There is no radical difference between the virtual and physical worlds. Our everyday reality has already been transformed in many ways, connected with very distant actors who are not physically present. Accordingly, the distinction between mediated and non-mediated interaction, “pure meat space”, as some of our informants put it, and virtual space is destroyed.
Maria: On the one hand, I agree with Niels, but on the other, I don’t quite agree. Yes, our everyday life is mediated and permeated with technology, but VR has not yet reached this level: it is quite cumbersome and still inconvenient. It may intertwine with everyday life as it becomes miniaturized and simplified, but it is not clear when this will happen. I don’t see a clear horizon yet.
There is another point: people can use VR to escape from ordinary reality in order to literally live in an alternative world. That is, the users themselves may not connect the two realities, but, on the contrary, distance them.
Cryplogger: Nils, what do you think about ChatGPT in relation to your current university research?
Niels: We do not have a public understanding of what the capabilities of this technology and its iterations are.
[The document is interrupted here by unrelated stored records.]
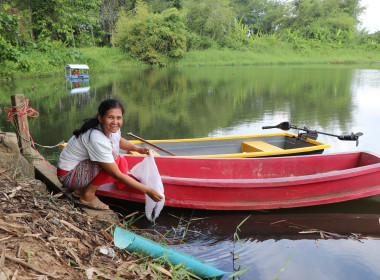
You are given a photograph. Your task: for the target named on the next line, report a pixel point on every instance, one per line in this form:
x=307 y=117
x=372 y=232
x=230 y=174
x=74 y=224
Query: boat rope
x=29 y=112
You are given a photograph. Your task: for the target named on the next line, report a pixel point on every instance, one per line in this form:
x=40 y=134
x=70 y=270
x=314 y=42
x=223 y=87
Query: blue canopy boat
x=76 y=71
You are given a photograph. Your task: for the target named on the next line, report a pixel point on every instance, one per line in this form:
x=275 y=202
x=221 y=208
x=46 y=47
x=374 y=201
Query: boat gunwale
x=277 y=181
x=318 y=146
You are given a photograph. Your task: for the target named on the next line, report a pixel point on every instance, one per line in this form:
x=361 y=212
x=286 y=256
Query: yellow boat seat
x=258 y=146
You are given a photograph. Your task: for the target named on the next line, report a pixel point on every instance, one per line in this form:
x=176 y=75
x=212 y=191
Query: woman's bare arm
x=113 y=170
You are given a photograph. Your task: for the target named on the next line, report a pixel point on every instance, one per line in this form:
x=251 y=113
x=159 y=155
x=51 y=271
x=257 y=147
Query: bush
x=153 y=38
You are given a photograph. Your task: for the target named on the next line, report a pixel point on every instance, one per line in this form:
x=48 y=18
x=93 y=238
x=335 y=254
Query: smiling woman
x=91 y=157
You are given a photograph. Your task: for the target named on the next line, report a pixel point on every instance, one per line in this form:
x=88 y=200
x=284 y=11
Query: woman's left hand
x=143 y=150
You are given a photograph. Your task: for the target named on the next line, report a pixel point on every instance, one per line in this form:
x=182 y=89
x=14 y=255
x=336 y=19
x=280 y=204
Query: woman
x=91 y=157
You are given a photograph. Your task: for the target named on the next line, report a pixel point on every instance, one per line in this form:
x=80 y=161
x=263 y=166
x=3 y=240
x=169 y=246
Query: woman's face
x=111 y=121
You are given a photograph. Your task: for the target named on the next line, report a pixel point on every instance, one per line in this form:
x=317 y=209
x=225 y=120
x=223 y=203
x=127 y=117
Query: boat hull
x=260 y=183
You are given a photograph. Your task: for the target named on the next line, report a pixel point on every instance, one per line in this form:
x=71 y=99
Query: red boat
x=260 y=183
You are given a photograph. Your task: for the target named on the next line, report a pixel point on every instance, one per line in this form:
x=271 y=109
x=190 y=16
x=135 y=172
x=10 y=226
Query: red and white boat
x=260 y=183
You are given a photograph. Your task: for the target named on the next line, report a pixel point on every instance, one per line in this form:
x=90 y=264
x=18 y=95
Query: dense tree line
x=158 y=30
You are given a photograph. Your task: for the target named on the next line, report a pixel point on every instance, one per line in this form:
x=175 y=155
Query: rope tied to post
x=28 y=111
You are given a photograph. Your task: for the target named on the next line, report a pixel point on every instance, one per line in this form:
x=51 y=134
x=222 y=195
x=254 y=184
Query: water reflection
x=338 y=241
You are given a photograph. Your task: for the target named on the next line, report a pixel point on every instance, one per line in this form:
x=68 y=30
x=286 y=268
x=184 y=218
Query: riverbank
x=44 y=236
x=108 y=59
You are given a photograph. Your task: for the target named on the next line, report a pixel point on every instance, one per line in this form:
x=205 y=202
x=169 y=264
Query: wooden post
x=21 y=123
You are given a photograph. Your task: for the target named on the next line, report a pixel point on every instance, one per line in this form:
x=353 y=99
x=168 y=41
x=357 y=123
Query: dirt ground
x=43 y=236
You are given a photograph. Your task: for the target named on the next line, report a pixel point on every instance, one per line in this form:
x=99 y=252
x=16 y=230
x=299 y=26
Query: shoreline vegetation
x=107 y=59
x=37 y=40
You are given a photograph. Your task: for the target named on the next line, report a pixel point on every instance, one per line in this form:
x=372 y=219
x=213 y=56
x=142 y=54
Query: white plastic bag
x=147 y=172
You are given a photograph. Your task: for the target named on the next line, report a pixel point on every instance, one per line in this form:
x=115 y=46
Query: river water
x=339 y=241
But there is a very large amount of magical thinking: “I will sell you such a prompt now, because I am a prompt engineer!” The very emergence of industrial engineering indicates a gap in knowledge about this space, which is opposed by the notion that some have understanding. Whether it is real or not is a deeply secondary question.
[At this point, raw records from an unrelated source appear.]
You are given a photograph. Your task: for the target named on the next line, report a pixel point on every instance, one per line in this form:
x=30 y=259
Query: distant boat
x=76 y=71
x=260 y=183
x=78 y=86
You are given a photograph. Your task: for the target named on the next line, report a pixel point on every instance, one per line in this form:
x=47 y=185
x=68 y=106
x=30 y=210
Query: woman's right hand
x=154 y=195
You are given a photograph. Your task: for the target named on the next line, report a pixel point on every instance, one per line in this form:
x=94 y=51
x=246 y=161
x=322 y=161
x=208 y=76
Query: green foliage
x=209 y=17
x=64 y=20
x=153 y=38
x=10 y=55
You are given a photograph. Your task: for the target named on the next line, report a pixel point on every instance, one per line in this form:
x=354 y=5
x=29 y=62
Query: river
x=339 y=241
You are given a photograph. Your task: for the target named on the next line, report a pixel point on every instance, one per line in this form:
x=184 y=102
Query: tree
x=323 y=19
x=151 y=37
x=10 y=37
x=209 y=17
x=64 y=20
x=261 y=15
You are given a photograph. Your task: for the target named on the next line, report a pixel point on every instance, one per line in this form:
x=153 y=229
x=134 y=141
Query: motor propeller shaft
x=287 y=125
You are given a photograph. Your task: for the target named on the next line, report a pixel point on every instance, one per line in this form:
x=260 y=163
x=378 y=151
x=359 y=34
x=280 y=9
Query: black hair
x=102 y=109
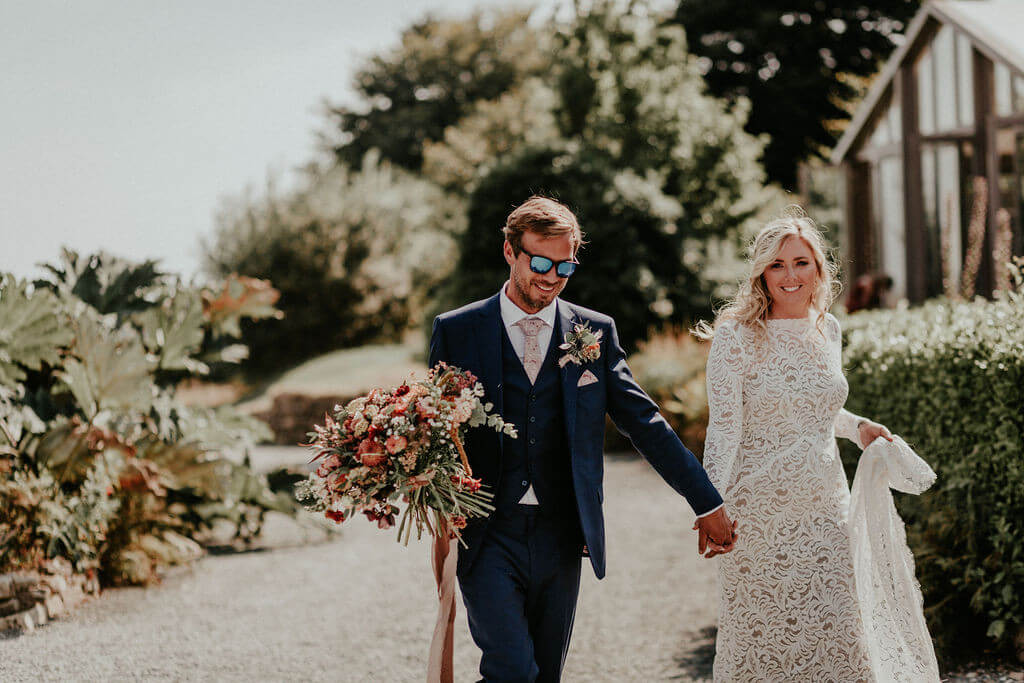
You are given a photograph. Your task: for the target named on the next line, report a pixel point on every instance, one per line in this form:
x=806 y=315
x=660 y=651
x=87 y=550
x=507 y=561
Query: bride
x=788 y=605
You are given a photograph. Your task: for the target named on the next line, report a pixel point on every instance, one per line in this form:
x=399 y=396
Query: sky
x=125 y=124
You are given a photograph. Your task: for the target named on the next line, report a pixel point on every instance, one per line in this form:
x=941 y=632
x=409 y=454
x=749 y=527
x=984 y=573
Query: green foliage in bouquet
x=948 y=378
x=99 y=464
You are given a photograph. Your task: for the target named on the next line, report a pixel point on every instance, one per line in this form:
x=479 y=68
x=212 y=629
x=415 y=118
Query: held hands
x=715 y=531
x=867 y=431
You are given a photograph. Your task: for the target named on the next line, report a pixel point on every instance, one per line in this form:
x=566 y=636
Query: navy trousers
x=520 y=595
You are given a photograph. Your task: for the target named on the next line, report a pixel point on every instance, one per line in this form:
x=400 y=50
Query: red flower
x=395 y=443
x=371 y=453
x=384 y=518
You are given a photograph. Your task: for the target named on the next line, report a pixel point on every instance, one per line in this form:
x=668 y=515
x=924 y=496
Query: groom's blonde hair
x=543 y=216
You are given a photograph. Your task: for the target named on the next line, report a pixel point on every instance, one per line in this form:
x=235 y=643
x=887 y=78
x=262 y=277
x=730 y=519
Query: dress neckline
x=811 y=314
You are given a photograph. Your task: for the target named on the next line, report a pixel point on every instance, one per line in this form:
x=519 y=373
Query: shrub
x=949 y=378
x=355 y=256
x=99 y=464
x=670 y=367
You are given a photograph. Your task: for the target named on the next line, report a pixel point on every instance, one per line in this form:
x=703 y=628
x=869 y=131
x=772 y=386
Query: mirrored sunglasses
x=541 y=264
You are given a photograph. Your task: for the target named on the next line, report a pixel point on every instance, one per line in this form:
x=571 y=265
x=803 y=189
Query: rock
x=9 y=606
x=19 y=623
x=54 y=606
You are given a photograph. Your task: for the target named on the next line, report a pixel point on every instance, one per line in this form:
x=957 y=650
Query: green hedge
x=949 y=378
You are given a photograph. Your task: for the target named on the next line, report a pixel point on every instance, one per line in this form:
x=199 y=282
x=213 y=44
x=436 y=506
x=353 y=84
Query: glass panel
x=929 y=191
x=1009 y=146
x=880 y=136
x=945 y=79
x=889 y=219
x=1003 y=89
x=947 y=243
x=896 y=117
x=926 y=94
x=1019 y=225
x=965 y=78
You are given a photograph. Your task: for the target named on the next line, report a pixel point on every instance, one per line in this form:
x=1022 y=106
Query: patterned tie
x=531 y=354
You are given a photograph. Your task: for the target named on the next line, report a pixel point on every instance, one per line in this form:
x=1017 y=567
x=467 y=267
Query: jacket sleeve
x=637 y=416
x=438 y=346
x=725 y=404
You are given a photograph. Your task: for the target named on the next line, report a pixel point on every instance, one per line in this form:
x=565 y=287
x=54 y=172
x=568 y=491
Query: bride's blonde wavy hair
x=752 y=303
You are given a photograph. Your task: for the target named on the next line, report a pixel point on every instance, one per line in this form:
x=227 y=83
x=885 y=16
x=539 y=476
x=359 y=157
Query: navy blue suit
x=519 y=572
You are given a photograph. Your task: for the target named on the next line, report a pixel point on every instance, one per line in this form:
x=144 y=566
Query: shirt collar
x=512 y=313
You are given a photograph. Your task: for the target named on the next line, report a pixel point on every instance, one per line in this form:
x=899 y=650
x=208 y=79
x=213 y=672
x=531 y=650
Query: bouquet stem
x=462 y=452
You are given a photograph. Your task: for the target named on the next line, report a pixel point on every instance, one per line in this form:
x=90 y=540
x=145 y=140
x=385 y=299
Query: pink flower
x=420 y=480
x=395 y=443
x=370 y=453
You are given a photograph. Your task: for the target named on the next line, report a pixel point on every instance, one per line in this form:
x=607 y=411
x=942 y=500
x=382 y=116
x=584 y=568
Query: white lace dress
x=788 y=606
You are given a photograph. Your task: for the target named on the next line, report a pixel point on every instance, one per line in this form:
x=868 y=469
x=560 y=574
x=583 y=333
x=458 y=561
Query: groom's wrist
x=712 y=511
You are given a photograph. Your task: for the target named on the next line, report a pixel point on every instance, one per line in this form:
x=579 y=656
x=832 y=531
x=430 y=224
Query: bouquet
x=403 y=443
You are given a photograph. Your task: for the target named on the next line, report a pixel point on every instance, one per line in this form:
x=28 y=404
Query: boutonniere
x=582 y=345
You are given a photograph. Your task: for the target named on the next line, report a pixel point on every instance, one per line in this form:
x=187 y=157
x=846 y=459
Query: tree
x=801 y=62
x=355 y=256
x=441 y=69
x=663 y=177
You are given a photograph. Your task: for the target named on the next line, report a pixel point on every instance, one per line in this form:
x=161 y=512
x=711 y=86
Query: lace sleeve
x=725 y=404
x=846 y=422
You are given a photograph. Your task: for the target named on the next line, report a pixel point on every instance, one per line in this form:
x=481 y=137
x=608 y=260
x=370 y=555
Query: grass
x=346 y=373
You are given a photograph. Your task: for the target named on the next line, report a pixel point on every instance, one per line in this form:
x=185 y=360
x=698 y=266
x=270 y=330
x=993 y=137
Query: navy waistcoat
x=540 y=456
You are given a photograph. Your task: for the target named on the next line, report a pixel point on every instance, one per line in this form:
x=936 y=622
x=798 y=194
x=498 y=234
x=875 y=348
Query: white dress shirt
x=511 y=313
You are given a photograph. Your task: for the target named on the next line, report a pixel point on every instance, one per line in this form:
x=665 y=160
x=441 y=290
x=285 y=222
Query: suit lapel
x=488 y=346
x=570 y=374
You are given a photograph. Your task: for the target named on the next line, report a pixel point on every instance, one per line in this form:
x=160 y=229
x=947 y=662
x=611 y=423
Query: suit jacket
x=470 y=338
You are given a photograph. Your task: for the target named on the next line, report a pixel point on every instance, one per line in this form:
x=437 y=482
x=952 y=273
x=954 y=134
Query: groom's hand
x=716 y=531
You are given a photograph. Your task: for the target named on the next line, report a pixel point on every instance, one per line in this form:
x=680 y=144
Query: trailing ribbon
x=445 y=559
x=445 y=554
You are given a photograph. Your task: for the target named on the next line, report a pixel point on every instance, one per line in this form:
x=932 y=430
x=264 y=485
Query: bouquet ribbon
x=445 y=557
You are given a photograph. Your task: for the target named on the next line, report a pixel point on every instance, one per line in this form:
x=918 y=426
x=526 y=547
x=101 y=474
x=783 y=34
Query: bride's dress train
x=790 y=608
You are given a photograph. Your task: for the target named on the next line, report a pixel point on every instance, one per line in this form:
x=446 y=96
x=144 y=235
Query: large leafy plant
x=102 y=465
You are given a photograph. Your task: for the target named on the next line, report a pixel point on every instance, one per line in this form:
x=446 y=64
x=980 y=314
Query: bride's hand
x=868 y=431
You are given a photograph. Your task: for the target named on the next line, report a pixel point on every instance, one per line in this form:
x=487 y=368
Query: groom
x=520 y=572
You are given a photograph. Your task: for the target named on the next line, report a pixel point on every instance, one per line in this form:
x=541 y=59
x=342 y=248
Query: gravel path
x=360 y=607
Added to this is the fact that access to Chat GPT technology is highly fragmented. Not everyone can use it, not in all countries. There are, of course, people who program with it and produce highly creative things. There is also a certain layer of people – it seems to me, not very large – who are now silent, amazed by the new opportunities, and just use this thing. For example me.
As for further development, this is a political issue. It’s not about whether Microsoft will be able to implement ChatGPT in all their products, so that he sits in our video conferences, reads our correspondence, creates entries in the Outlook calendar. It is a question of whether we want such systems, without our understanding of how they make decisions, to increasingly interact with our world. I have no illusions that a deepening of their presence will take place, but what matters is how it will be configured in a social sense, how we can defend our borders and our voice.
Cryplogger: Maria, doesn’t the development of artificial intelligence scare you too much?
Maria: I’m not afraid at all. I, on the contrary, look at it all with enthusiasm, because it is a very interesting process that needs to be explored. It’s something that gives me work and food for thought.